Twelve years after his retirement, Elway moved into the Broncos’ front office and took over football operations. After five years with no postseason appearances, the Broncos made the playoffs in each of Elway’s first five seasons. They won one Super Bowl and played in another.
Beating the Carolina Panthers in Super Bowl 50 marked the high point; the Broncos have missed the playoffs five straight seasons since. After the 2020 season, Elway announced that he would remain as team president but turn the general manager role over to George Paton.
COVID-19 made it a challenging November for Elway
The NFL navigated the COVID-19 pandemic better than most leagues in 2020. Numerous players used the opt-out to not participate and still more missed time after contracting the virus, but the NFL squeezed in all 256 regular-season games and conducted its playoffs in the original timeframe.
That’s not to say it was easy, though. An outbreak in Tennessee led to 23 players and staff members in the Titans organization testing positive in Week 4, setting off a postponement and a string of schedule changes. Soon afterward, New England Patriots quarterback Cam Newton tested positive, and the team flew into Kansas City on the day of its game against the Chiefs.
From that point on, the NFL was open to second-guessing as to why some games would be moved but others wouldn’t. The distinction by the league office: Games would go on if contact tracing ruled out ongoing transmission of the virus. Commissioner Roger Goodell ruled out postponements over competitive reasons and said an entire position group wiped out by contact tracing was not grounds for rescheduling.

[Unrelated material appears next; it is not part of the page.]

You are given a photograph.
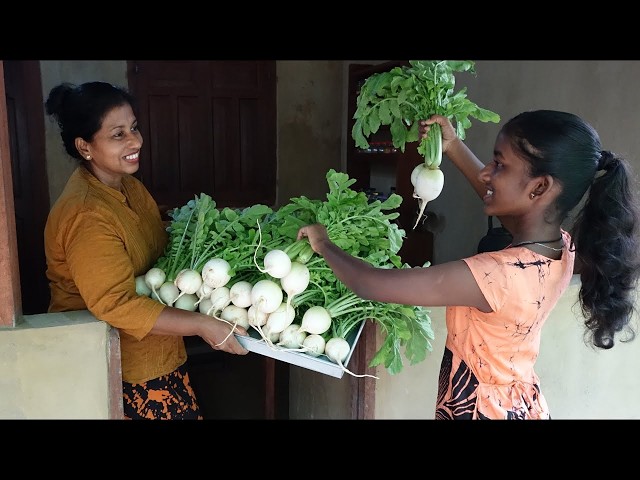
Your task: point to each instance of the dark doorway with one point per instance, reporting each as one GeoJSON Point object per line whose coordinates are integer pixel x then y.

The Cleveland Browns played in Week 16 without their key receivers, and the Detroit Lions juggled much of their ’ coaching staff that same weekend. One week later, the Saints played the Carolina Panthers without running backs.
None of those instances, however, matched what Elway and the Broncos faced in Week 12. Elway had tested positive for COVID-19 in November, and an answer from the NFL office soon made him feel even worse.
Elway to the NFL: I’m hanging up
The Broncos’ Week 12 quarterback problem boiled down to back-to-back mistakes that resulted in practice-squad receiver Kendall Hinton having to take the snaps against New Orleans. Backup QB Jeff Driskel, who shouldn’t have even been in the room at the practice facility, tested positive. The NFL ruled Drew Lock, Brett Rypien, and Blake Bortles out over close contact with Driskel after video showed they hadn’t worn masks consistently.
Rather than push the game back to Monday or Tuesday (the Saints were agreeable to that), by which time the QBs could have cleared the protocol, NFL chief administrator of football operations Dawn Aponte told Elway the league wanted the game played as scheduled.
Elway was in disbelief. After seeing schedules juggled repeatedly throughout October and November, he couldn’t believe the Broncos would have to play without quarterbacks.
“I got a little mad about that,” Elway told NFL.com’s Mike Silver. “Well, I hung up on the league office. I said, ‘Dawn, I’m sorry. I’ve had enough of this, and I’m hanging up.’ At least I did it respectfully.”
All stats courtesy of Pro Football Reference.